Alan Schroeder wrote:
> The following code produces the expected results on a PC using gcc, but I
> need to port it (or least something similar) to a different
> platform/compiler. I don't think I've introduced any undefined behavior but
> would like another set of eyes to check.
I see only one probable blunder, but there are a few other
peculiarities, too. See below.
>
> #include <math.h>
> #include <stdlib.h>
>
> extern float window;
>
> /*
> * NOTE:
> * This function will return the lowest index into 'data' which contains
> * a value such that data[index]>=value-window, or -1 if a value can not
> * be found such that data[index]>=value-window and
> value+window<=data[index].
> */
"When the comments and the code disagree, both are
probably wrong." Maybe not in this case; I think it's
likely that the comment is just garbled and that the code
works as intended. Still, it's worth examining.
(My objection is that if window is non-negative, as
suggested by the way compare_window() is written, then
the condition value+window<=data[index] implies the condition
data[index]>=value-window. The search actually looks for a
value satisfying a pair of conditions that aren't redundant,
so there's something wrong here.)
> int
> find_first_index(const float *value, const float *data, size_t size, size_t
> width)
> {
> int index;
> float *fptr;
> float minValue;
>
> index = -1;
> fptr = bsearch(value, data, size, width, compare_window);
> if (fptr != NULL) {
> minValue = *value - window;
> index = (int)(fptr-data);
> while (index > 0 && data[index] > minValue) {
> index--;
> }
This looks weird. I can imagine three circumstances:
- width is always sizeof(float), and all the elements of
the data array are searched equally. If this is the case,
width should not be a function argument; what happens if
some caller supplies width=3?
- width is a multiple of sizeof(float), and bsearch looks
only at the first of each group of N=width/sizeof(float)
elements. (Maybe data really contains N-place vectors
strung end-to-end.) If so, then you should be stepping
index by N, not by 1. Also, it would be better to accept
the width argument as N rather than as N*sizeof(float),
and make the adjustment in the bsearch call -- again,
think about the caller providing width=42.
- width is N*sizeof(float) as above, but the intermediate
un-bsearched values are "bunched" within window of the
bsearched values. That's a peculiar enough arrangement
that it deserves a big fat comment.
> if (index) index++; /* We may have gone one too far */
Here's what I think is the blunder. If you bsearch for a
value that is exactly window greater than one of the array
elements, bsearch may find that array element. ("May," not
"will," because it could find a nearby element if they're
spaced less than window apart.) Then the while loop will not
iterate, and index will be as it was when calculated from the
bsearch result -- and then if index>0 you'll increment it.

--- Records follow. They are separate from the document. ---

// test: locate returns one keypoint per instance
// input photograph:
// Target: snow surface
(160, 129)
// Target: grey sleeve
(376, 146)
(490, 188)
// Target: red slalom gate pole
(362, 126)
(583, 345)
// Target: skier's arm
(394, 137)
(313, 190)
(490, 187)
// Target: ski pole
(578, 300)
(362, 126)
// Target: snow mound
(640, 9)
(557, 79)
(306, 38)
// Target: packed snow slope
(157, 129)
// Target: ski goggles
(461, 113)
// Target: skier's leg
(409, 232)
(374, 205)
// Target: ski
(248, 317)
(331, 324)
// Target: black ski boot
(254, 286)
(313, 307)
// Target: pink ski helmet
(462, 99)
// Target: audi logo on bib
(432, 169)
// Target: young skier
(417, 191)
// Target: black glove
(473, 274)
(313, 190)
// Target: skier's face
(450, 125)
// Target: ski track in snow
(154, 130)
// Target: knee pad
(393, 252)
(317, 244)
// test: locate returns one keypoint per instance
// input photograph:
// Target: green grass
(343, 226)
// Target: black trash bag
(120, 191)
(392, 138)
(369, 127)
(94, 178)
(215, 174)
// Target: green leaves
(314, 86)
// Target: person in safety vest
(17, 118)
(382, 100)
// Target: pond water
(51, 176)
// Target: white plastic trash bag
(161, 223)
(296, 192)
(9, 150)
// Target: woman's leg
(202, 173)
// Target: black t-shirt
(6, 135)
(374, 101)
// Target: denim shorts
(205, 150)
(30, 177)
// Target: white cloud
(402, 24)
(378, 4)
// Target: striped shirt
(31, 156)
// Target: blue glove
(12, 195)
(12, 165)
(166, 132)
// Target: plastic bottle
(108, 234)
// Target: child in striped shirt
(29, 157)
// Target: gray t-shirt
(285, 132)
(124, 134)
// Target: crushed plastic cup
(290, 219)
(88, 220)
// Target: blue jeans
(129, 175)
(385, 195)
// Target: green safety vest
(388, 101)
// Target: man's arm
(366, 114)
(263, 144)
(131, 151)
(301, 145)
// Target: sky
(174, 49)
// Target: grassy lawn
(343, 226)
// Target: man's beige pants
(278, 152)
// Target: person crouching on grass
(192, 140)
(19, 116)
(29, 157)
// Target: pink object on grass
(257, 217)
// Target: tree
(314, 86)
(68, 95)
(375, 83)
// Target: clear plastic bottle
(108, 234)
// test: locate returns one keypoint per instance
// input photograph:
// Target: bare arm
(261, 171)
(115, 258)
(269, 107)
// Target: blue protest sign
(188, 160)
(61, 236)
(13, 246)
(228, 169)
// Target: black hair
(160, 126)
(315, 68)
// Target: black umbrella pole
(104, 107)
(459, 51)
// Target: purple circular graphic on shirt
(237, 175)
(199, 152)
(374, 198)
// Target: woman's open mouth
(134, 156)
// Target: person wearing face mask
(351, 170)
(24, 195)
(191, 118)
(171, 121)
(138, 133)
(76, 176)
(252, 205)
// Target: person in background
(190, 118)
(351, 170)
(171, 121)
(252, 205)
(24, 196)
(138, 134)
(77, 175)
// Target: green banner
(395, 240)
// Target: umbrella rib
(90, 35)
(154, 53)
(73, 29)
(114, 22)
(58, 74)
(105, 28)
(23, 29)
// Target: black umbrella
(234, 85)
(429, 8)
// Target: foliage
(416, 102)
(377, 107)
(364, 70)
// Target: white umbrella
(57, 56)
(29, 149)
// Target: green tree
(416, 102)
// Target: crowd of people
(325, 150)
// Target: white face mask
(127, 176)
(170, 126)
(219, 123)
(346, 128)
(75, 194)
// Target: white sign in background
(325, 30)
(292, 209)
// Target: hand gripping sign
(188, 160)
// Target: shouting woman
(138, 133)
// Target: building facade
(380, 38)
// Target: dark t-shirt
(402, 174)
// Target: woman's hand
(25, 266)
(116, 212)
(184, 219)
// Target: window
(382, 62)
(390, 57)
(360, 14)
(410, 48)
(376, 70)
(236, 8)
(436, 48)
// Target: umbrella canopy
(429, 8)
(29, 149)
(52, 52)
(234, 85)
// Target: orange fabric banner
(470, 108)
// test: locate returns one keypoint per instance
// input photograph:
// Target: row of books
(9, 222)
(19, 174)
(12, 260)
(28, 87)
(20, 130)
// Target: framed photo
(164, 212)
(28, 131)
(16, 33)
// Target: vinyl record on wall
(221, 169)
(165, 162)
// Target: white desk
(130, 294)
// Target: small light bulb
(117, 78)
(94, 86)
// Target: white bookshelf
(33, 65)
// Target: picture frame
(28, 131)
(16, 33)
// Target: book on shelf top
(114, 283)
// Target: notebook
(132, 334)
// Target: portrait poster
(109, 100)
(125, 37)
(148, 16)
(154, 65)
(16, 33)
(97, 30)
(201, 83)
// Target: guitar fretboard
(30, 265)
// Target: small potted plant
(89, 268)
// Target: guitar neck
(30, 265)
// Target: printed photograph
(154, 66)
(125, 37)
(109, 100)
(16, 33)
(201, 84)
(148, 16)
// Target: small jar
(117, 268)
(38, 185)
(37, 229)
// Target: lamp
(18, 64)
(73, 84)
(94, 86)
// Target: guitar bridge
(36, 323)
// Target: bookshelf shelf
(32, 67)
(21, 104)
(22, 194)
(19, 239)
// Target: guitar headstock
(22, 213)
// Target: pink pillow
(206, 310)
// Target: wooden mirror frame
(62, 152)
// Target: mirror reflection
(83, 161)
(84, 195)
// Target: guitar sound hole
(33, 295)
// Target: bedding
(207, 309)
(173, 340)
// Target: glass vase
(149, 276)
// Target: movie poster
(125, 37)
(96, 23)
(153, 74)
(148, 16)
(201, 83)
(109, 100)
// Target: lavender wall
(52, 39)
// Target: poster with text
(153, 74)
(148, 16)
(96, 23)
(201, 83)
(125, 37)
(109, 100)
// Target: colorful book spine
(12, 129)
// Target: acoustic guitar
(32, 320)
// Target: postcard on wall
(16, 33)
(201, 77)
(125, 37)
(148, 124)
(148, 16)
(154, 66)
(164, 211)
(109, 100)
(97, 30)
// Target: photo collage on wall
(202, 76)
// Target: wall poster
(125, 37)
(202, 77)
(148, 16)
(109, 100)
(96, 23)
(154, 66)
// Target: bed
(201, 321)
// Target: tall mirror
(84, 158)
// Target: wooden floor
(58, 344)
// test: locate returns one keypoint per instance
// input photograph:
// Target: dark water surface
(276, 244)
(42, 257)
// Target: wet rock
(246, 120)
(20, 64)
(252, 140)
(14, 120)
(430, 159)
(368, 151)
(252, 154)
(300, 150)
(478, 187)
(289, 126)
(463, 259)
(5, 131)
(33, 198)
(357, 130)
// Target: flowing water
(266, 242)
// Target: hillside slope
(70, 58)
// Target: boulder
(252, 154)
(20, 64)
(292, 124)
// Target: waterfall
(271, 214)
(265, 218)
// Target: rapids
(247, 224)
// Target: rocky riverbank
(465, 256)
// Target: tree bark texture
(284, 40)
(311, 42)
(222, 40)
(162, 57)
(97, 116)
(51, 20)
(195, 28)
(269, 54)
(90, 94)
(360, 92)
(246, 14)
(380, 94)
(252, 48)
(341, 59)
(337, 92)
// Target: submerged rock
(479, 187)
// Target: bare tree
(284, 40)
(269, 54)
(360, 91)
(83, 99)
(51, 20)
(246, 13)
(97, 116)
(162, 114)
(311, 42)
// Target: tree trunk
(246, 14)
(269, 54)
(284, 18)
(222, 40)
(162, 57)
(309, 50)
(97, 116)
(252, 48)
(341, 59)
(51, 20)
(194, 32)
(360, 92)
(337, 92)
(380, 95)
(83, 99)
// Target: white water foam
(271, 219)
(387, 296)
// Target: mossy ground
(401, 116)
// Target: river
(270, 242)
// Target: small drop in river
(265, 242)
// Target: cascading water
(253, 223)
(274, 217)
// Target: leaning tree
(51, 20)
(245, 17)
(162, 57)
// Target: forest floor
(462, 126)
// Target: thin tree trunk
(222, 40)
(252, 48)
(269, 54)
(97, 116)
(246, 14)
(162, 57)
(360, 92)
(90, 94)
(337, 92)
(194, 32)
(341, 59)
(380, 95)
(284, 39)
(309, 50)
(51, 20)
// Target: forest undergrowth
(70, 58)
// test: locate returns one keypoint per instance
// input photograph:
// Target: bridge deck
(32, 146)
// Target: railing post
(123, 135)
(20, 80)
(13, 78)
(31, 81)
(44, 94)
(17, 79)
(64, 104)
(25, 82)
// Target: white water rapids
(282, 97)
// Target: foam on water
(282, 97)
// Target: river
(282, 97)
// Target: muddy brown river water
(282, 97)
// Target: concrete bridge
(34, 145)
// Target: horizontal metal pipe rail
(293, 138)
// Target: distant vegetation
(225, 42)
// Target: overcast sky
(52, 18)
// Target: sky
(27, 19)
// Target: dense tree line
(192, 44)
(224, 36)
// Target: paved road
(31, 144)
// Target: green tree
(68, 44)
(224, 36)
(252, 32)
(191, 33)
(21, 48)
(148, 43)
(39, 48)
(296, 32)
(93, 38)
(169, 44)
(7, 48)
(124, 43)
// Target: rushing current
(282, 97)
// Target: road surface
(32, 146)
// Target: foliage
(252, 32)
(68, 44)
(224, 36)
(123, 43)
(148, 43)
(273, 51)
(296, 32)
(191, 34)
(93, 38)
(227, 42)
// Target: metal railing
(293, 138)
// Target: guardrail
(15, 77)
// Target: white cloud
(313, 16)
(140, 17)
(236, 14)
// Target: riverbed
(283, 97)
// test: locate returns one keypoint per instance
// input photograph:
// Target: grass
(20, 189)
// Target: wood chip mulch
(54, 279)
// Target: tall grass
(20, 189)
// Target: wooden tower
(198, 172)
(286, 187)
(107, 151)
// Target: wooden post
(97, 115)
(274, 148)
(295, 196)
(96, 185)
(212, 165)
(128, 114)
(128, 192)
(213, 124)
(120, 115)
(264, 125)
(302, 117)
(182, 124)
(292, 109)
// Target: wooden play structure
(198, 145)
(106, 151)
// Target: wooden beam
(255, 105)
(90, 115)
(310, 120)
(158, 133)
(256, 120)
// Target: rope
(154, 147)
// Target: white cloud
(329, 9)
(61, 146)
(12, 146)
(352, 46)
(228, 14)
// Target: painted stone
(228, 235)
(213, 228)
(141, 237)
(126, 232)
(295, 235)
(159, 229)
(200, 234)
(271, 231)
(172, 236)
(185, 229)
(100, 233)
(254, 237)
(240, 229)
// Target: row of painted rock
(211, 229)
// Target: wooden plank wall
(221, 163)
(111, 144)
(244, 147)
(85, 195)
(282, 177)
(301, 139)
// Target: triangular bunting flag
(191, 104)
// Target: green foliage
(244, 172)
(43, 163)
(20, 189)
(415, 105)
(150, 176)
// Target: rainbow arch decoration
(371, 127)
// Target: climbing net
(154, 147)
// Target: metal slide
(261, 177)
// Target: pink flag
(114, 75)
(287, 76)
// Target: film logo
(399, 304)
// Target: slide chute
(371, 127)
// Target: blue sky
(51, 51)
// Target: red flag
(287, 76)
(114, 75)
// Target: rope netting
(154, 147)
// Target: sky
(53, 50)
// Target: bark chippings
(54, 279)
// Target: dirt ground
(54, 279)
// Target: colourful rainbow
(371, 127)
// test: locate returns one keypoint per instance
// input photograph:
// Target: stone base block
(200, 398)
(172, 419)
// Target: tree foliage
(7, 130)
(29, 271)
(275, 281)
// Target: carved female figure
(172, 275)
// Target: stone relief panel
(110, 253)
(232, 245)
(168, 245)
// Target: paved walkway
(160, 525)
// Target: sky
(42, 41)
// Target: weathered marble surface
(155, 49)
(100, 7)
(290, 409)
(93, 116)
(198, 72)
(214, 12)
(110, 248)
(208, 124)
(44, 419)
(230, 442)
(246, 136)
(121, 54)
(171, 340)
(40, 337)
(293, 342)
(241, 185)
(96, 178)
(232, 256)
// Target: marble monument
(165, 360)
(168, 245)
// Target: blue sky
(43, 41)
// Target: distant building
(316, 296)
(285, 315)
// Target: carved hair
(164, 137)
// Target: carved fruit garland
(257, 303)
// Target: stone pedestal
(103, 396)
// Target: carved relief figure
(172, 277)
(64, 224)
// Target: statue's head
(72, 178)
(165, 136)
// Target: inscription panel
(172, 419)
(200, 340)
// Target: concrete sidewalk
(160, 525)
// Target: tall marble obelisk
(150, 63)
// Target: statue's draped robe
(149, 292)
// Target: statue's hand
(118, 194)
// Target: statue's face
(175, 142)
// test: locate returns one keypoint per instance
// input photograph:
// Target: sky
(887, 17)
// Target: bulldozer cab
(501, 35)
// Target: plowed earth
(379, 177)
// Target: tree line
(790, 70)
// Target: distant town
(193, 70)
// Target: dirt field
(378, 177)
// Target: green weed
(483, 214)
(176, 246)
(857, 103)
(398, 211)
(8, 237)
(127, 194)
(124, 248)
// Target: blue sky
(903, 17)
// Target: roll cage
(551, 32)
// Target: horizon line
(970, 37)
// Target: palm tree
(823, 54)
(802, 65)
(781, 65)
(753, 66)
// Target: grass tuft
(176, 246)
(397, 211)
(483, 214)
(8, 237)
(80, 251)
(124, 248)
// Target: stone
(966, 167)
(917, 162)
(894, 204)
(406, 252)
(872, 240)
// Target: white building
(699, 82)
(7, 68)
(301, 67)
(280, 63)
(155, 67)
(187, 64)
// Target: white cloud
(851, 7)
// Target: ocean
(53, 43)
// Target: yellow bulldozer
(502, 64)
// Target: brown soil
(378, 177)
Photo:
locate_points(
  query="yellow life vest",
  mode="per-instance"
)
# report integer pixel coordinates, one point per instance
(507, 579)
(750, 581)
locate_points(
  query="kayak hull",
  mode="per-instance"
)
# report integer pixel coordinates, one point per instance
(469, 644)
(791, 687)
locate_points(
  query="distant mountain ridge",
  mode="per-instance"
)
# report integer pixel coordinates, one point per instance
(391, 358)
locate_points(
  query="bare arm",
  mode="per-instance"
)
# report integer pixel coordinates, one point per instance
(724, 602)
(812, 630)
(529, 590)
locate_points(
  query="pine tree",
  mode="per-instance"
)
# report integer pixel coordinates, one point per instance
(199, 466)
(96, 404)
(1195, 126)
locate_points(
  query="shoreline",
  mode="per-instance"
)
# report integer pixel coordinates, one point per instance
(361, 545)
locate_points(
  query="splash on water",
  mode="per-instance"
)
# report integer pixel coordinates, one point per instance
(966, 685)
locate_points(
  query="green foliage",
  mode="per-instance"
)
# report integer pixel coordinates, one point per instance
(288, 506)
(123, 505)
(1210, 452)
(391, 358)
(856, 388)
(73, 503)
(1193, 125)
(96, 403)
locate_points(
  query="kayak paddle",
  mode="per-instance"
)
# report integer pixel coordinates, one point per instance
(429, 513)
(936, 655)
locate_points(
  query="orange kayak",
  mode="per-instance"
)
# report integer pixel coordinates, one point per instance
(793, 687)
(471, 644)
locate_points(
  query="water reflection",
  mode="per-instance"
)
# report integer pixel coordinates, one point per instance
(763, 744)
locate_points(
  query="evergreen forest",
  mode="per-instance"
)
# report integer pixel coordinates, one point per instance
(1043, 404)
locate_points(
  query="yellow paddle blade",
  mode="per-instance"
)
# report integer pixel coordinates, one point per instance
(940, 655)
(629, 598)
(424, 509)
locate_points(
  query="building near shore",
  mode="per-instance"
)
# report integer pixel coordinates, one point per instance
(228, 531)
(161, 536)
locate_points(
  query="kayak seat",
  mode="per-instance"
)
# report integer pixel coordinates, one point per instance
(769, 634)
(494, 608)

This will violate the "lowest index" part of the function's
contract, and may also violate the range conditions (if the
original data[index]==value-window, then data[++index] might
equal value+1000*window.) If bsearch finds the topmost array
element, index is computed as size-1 and perhaps incremented
to size, which smells very much like an off-the-end error.
(If the "active" part of the data array is supposed to be
followed by one or more "inactive" values, that'a another
special situation deserving of a comment.)
> }
> return index;
> }
>
> /*
> * NOTE:
> * **ONLY** use this function to sort an array of floats; it won't work
> * as expected if searching for a arbitrary value.
> */
> int
> compare_exact(const void *e1, const void *e2)
> {
> const float *f1 = e1;
> const float *f2 = e2;
> float delta;
>
> delta = *f1 - *f2;
Possible overflow here if the array contains large positive
and large negative values. Possible loss of significance, which
I think is probably harmless in this setting (but which I haven't
studied thoroughly).
> if (delta < 0.0) return -1 ;
> if (delta > 0.0) return 1;
> return 0;
Consider avoiding all those worries about overflow and
significance loss by sticking to the comparison operators and
getting rid of the subtraction. You could write simply
if (*f1 < *f2) return -1;
if (*f1 > *f2) return +1;
return 0;
or you might opt for a one-liner only a C addict could love
return (*f1 > *f2) - (*f1 < *f2);
> }
>
> /*
> * This function can be use with 'bsearch' to find a float value within
> * a given +/- window
> */
> int
> compare_window(const void *e1, const void *e2)
> {
> const float *f1 = e1;
> const float *f2 = e2;
> float delta;
>
> delta = *f1 - *f2;
Possible overflow, as above.
> if (fabs(delta) <= window) return 0;
>
> if (delta < 0.0) return -1;
> if (delta > 0.0) return 1;
> /* NOTE: We should **NEVER** get here */
If you're so certain, call abort().
Better, whenever the arrangement of your tests produces
a branch that cannot be taken, it's usually a sign that there
is something amiss with the branching logic. In this case,
you've observed that one of the tests above must fire, which
means there's no reason to make the third test: the fact that
the first two didn't fire makes the result of the third a
foregone conclusion, right?
Consider rearranging the tests, perhaps along these lines:
if (delta < -window) return -1;
if (delta > +window) return +1;
return 0;
or the C addict's methadone
return (*f1 >= *f2-window) - (*f1 <= *f2+window);
> return 0;
> }
If I were writing this, I think I'd just forget about
bsearch and write my own binary search in open code. Yes,
they'd both be "binary search" -- but bsearch is a binary
search specialized for strict equality, which isn't what
you want. You're not guilty of using a hammer to drive
screws, but you may be using a tack-hammer when you ought
to use a ball-peen hammer.
--
Eric Sosman
lid